Consistency Level | Description |
---|---|
Strong | The strictest consistency level. Ensures that all nodes return the latest data, guaranteeing real-time consistency. |
Bounded Staleness | Ensures consistency within a bounded timeframe. While updates may not be immediately visible, consistency is guaranteed after a certain period. This is the default setting in Milvus. |
Session | Ensures that writes within the same client session are immediately visible. However, data consistency is not guaranteed across different sessions. |
Eventually | The weakest consistency level. Data may be temporarily inconsistent across nodes, but all replicas will eventually converge to the same state. |
Step4) Create Index
1
2
3
4
5
6
7
8
9
10
11
12
13
14
15
16
17
18
19
20
21
22
23
24
25
26
27
28
# Create Index
# To create an index for a collection, use prepare_index_params() to define the parameters, then use create_index().

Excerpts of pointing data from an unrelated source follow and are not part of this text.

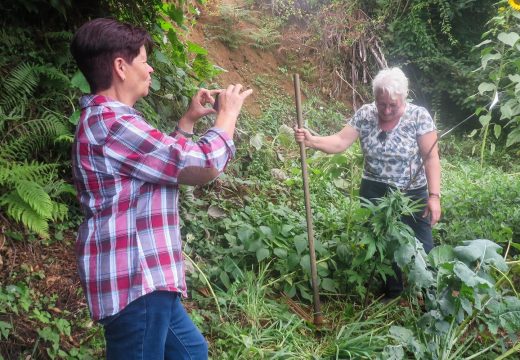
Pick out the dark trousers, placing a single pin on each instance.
(154, 327)
(421, 226)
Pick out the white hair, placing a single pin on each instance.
(392, 81)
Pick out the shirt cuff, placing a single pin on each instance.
(225, 137)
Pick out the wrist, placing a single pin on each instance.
(184, 133)
(434, 195)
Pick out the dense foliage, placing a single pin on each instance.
(244, 234)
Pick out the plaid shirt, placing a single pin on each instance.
(125, 172)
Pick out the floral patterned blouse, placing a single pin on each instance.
(392, 157)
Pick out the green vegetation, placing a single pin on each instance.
(246, 232)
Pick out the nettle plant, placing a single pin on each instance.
(464, 289)
(500, 66)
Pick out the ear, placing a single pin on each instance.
(119, 68)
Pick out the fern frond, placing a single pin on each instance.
(53, 73)
(20, 211)
(10, 172)
(33, 136)
(60, 211)
(18, 86)
(34, 195)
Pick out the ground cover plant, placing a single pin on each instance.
(245, 234)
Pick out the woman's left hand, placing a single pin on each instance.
(198, 104)
(433, 210)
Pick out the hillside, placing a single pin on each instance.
(244, 234)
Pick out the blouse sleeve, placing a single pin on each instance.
(424, 122)
(138, 150)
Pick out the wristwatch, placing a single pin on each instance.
(184, 133)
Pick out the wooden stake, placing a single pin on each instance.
(318, 317)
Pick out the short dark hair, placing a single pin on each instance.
(98, 42)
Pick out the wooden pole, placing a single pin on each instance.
(318, 317)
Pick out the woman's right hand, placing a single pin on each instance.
(303, 136)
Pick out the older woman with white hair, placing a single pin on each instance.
(399, 143)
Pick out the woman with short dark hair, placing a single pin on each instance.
(127, 176)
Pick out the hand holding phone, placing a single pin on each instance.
(216, 104)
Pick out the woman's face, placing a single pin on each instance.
(138, 78)
(388, 109)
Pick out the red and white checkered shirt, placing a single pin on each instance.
(125, 172)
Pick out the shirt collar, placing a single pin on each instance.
(99, 100)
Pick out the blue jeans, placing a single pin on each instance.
(371, 190)
(152, 327)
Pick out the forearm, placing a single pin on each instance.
(332, 144)
(226, 123)
(432, 167)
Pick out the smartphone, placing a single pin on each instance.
(216, 103)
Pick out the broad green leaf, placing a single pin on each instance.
(257, 141)
(514, 78)
(262, 254)
(286, 229)
(400, 333)
(508, 38)
(5, 329)
(403, 255)
(176, 14)
(420, 275)
(513, 137)
(468, 276)
(161, 57)
(323, 269)
(267, 231)
(486, 87)
(196, 48)
(392, 352)
(225, 279)
(301, 243)
(305, 263)
(215, 212)
(489, 57)
(441, 254)
(485, 119)
(485, 42)
(292, 261)
(281, 253)
(244, 233)
(74, 118)
(304, 293)
(485, 251)
(329, 285)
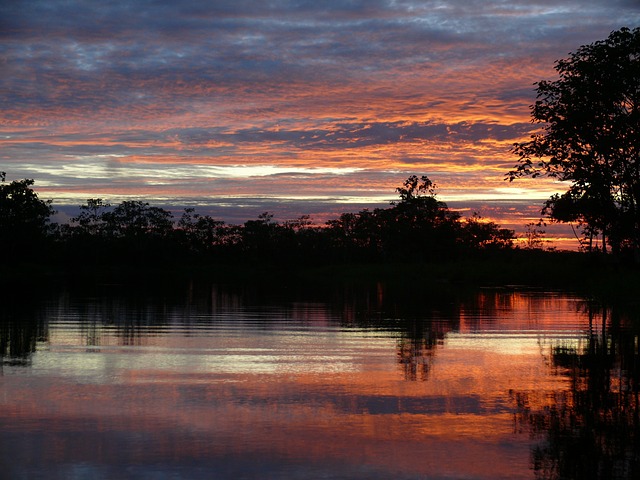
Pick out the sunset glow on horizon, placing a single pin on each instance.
(290, 107)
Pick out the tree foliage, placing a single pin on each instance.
(416, 227)
(590, 138)
(24, 218)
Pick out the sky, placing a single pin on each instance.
(293, 107)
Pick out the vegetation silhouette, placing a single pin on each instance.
(416, 227)
(590, 118)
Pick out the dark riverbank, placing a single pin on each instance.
(592, 276)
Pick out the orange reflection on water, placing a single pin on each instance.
(298, 390)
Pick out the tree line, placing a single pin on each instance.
(417, 226)
(589, 139)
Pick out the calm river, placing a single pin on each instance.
(211, 382)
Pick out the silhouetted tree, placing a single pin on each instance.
(91, 220)
(24, 219)
(135, 219)
(591, 122)
(200, 233)
(478, 234)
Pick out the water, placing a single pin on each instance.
(205, 382)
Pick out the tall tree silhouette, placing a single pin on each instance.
(590, 118)
(24, 219)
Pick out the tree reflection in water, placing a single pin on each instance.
(590, 431)
(22, 327)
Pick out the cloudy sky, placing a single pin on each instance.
(289, 106)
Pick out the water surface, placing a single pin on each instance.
(213, 382)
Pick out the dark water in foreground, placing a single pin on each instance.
(215, 383)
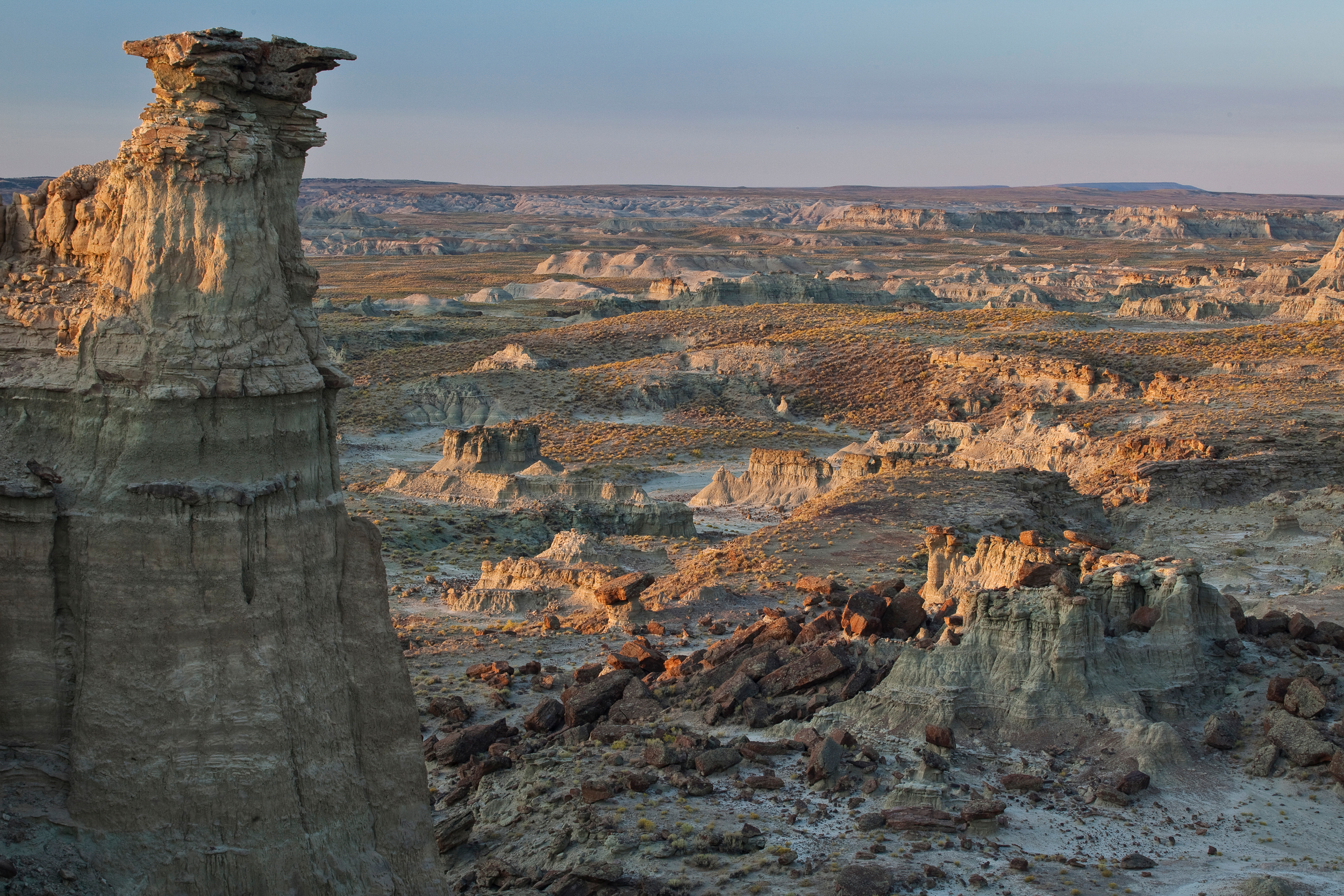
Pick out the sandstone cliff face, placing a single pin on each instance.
(772, 478)
(1129, 641)
(198, 672)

# 4.1. Set up the index parameters
index_params = client.prepare_index_params()
# 4.2. Add an index on the vector field
index_params.add_index(
field_name="News_embedding",
index_name="idx1",
index_type="FLAT", # Options: "FLAT", "IVF_FLAT", "IVF_PQ", "HNSW"
metric_type="COSINE" # Options: "L2", "IP", "COSINE"
)
# If you want, you can add an index as shown below.
# index_params.add_index(
# field_name="Topic",
# index_name="idx2",
# index_type="Trie"
# )
# 4.3. Create an index
client.create_index(collection_name=MILVUS_COL_NAME, index_params=index_params)
print("Index created!")
# 5. Load Collection
# Note: You should use `load_collection` to optimize vector search performance and manage resources efficiently.
client.load_collection(MILVUS_COL_NAME)
At this stage, the key parts you should pay close attention to are index_type
and metric_type
.
For index_type
, various search algorithms exist such as “FLAT,” “IVF_FLAT,” “IVF_PQ,” and “HNSW.” Honestly, I don’t fully understand the details. However, the most commonly used combination is “FLAT” with “COSINE.” Of course, depending on the data we’ll be using, we may need to redefine the index type and metric accordingly.
For more detailed information, you might want to refer to Milvus-Index. Additionally, Pinecone provides an excellent explanation of ANN algorithms.
Metric Types | Index Types |
---|---|
- Euclidean distance (L2) - Inner product (IP) - Cosine similarity (COSINE) | - FLAT - IVF_FLAT - IVF_SQ8 - IVF_PQ - GPU_IVF_FLAT - GPU_IVF_PQ - HNSW - DISKANN |
ANN Algorithms(Source: Pinecone)
Use Attu
You can verify that the collection has been successfully created by checking through the Attu UI.